It appears we need to have a chat — and no, it's not about the new Top Gun: Maverick trailer.
Last month, soldiers with the 504th Military Intelligence Brigade were told they were required to download an app to their personal devices, which were then inspected to confirm it was downloaded. It was meant to keep them organized, with up-to-date training schedules and weather updates.
But the app also would gain access to their contacts, their exact locations, and calendar events — a major concern for soldiers who take extra security precautions.
And last week, U.S. Army WTF! Moments reported that a Fort Riley battalion was being told the same; their command sergeant major told them during a safety briefing that they had to download the Fort Riley app to their personal devices, and were not allowed to leave "until each phone was visually inspected."
Lt. Col. Terence Kelley, spokesperson for the 1st Infantry Division at Fort Riley, confirmed the situation to Task & Purpose.
"A Fort Riley senior leader required soldiers to download and show that they had the app on their personal devices," Kelley said in a statement. "This was in the context of a battalion holiday safety briefing and the intent was to ensure all soldiers had the app's emergency contact info."
He did not identify the battalion, as the incident is being investigated.
The intentions of the app were most likely pure — keeping soldiers and their families up to date on the latest developments and with the correct information.
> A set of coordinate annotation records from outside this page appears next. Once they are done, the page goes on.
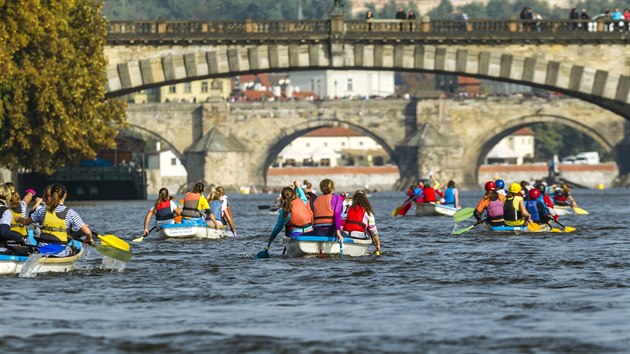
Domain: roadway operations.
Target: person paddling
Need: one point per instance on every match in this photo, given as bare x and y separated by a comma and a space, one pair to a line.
514, 211
360, 221
327, 209
164, 209
492, 204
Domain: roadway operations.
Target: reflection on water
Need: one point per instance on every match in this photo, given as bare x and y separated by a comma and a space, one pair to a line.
430, 291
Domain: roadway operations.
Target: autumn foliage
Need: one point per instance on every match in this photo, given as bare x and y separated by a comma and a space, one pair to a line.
53, 110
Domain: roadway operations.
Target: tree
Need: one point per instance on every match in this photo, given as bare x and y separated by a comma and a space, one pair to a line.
53, 110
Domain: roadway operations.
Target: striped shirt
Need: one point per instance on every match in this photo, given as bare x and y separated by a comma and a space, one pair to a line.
73, 220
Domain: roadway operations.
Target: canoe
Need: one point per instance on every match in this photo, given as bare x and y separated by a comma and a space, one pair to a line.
190, 230
325, 245
563, 210
431, 209
14, 264
517, 229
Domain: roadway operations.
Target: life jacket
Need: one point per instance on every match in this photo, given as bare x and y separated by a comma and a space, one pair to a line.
20, 229
163, 211
449, 196
322, 211
354, 220
216, 208
429, 195
301, 215
512, 210
495, 210
532, 208
191, 205
54, 227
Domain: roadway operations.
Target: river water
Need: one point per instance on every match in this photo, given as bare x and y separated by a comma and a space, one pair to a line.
429, 292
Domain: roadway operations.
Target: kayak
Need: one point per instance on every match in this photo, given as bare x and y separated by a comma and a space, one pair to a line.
191, 230
13, 264
325, 245
430, 209
518, 229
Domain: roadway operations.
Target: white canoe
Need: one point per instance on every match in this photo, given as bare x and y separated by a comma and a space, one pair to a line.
428, 209
14, 264
184, 231
325, 245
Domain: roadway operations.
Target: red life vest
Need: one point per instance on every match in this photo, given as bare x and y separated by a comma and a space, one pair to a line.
354, 220
429, 195
301, 215
322, 212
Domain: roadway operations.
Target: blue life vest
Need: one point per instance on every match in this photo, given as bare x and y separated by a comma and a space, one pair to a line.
216, 208
449, 196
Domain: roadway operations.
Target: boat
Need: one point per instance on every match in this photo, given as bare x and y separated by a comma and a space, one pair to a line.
13, 264
325, 245
518, 229
192, 230
563, 210
429, 209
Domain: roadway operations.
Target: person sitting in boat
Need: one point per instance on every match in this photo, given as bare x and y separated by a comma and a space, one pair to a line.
295, 215
562, 196
500, 187
195, 205
57, 221
451, 195
492, 203
546, 200
11, 242
536, 208
360, 221
164, 210
514, 211
216, 214
327, 209
227, 209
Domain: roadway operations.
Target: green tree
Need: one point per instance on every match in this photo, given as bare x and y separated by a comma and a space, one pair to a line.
52, 98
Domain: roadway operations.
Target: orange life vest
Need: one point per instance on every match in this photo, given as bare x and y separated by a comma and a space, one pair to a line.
323, 213
354, 220
301, 215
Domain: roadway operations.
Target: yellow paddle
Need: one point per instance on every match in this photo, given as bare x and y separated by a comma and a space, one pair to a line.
580, 211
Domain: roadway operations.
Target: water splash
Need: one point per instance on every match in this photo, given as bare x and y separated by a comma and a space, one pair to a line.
32, 266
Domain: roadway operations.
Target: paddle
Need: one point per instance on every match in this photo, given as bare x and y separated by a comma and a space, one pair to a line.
466, 229
532, 226
139, 239
463, 214
580, 211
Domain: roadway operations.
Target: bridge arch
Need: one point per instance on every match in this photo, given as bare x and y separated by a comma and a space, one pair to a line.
492, 136
287, 135
587, 82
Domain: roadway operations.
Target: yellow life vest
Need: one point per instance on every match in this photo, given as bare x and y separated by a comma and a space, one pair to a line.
55, 225
20, 229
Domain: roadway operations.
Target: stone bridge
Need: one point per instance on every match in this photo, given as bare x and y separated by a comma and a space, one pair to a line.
591, 65
233, 144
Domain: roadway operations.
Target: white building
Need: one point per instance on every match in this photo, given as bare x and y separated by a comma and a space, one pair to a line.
329, 84
514, 148
332, 147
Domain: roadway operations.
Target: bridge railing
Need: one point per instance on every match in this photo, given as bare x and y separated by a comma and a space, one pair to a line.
319, 29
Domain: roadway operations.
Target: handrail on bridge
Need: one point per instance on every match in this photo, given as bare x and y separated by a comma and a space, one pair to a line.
213, 30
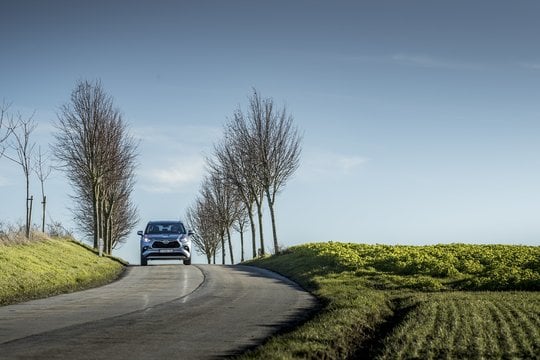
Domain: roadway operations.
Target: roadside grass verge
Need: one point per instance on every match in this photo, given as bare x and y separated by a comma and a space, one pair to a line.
45, 267
433, 302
But that doesn't mean it's legal. As legal experts told Task & Purpose, military leaders cannot require subordinates to provide their phone for an inspection to make sure they've downloaded an app.
"The only exception to the Fourth Amendment in the military context is a health and welfare inspection. Inspections of this type allow commanders to look at service members' living quarters for safety purposes," said Dwight Stirling, a reserve JAG officer and CEO of the Center for Law and Military Policy. "A health and welfare inspection, however, is not a proper basis to force a service member to reveal the personal contents of a phone. Data on a phone does not endanger personal safety. An act of this type constitutes a search and can only occur if there is probable cause the phone contains evidence of a crime."
Retired Marine Lt. Col. Guy Womack, a military defense attorney based in Houston, told Task & Purpose that telling soldiers to download an app that might help with things like schedule changes "doesn't really sound nefarious," but requiring them to allow their phones to be inspected is "a violation of their Fourth Amendment rights."
"Even in a normal setting, civilian or military, if you think someone may have something on their phone and you would like to look at it, if it's a military member you have to get an officer with sufficient authority to authorize a search for that phone, and you can only do that if you can articulate that you have a reasonable belief that a crime has been committed," Womack explained.
He also stressed caution over the data that could be accessed from apps on someone's phone — like in the case of the 504th MI BDE.
"We've come into a new era where we have to worry about cell phones and how they can be used to track people without even being aware of it, and the idea that you would order an American service member to download an app that could give away their private information ... there's no place for that."
@WTF_Judge — lawyer for USAWTFM, according to their bio — added on Twitter that there "are several ways to put a stop to the phone checks without getting to the constitutional level, not the least of which is that the CSM doesn't have the authority to give that order." They also said that there are other reasons for inspections in the military, aside from health and welfare which Stirling identified, including for readiness, force inspection, and more.
According to USAWTFM, permissions of the app the Fort Riley battalion was told to download included "geo locating, access to alter storage on the phone, monitoring calls, and changes to other aspects of their personal phones."
Kelley said the app does have a location feature, but it has to be activated by each individual device; the app "is not designed to do anything with monitoring calls," he said, though they are double-checking with the app's vender to get clarity "out of an abundance of caution." He also said that he isn't aware of the app making "changes to other aspects" of the user's phones, though they are also checking with the vender about that feature.
He added that none of the information the app might have is shared with or provided to command.
The Fort Riley soldiers are no longer being required to download the app, Kelley said, adding that because the soldiers' phones "are personal property, Army leaders should not mandate the soldiers to download the app to their phones."
Update: This post was updated at 11:50 a.m. on Dec. 17 with additional information.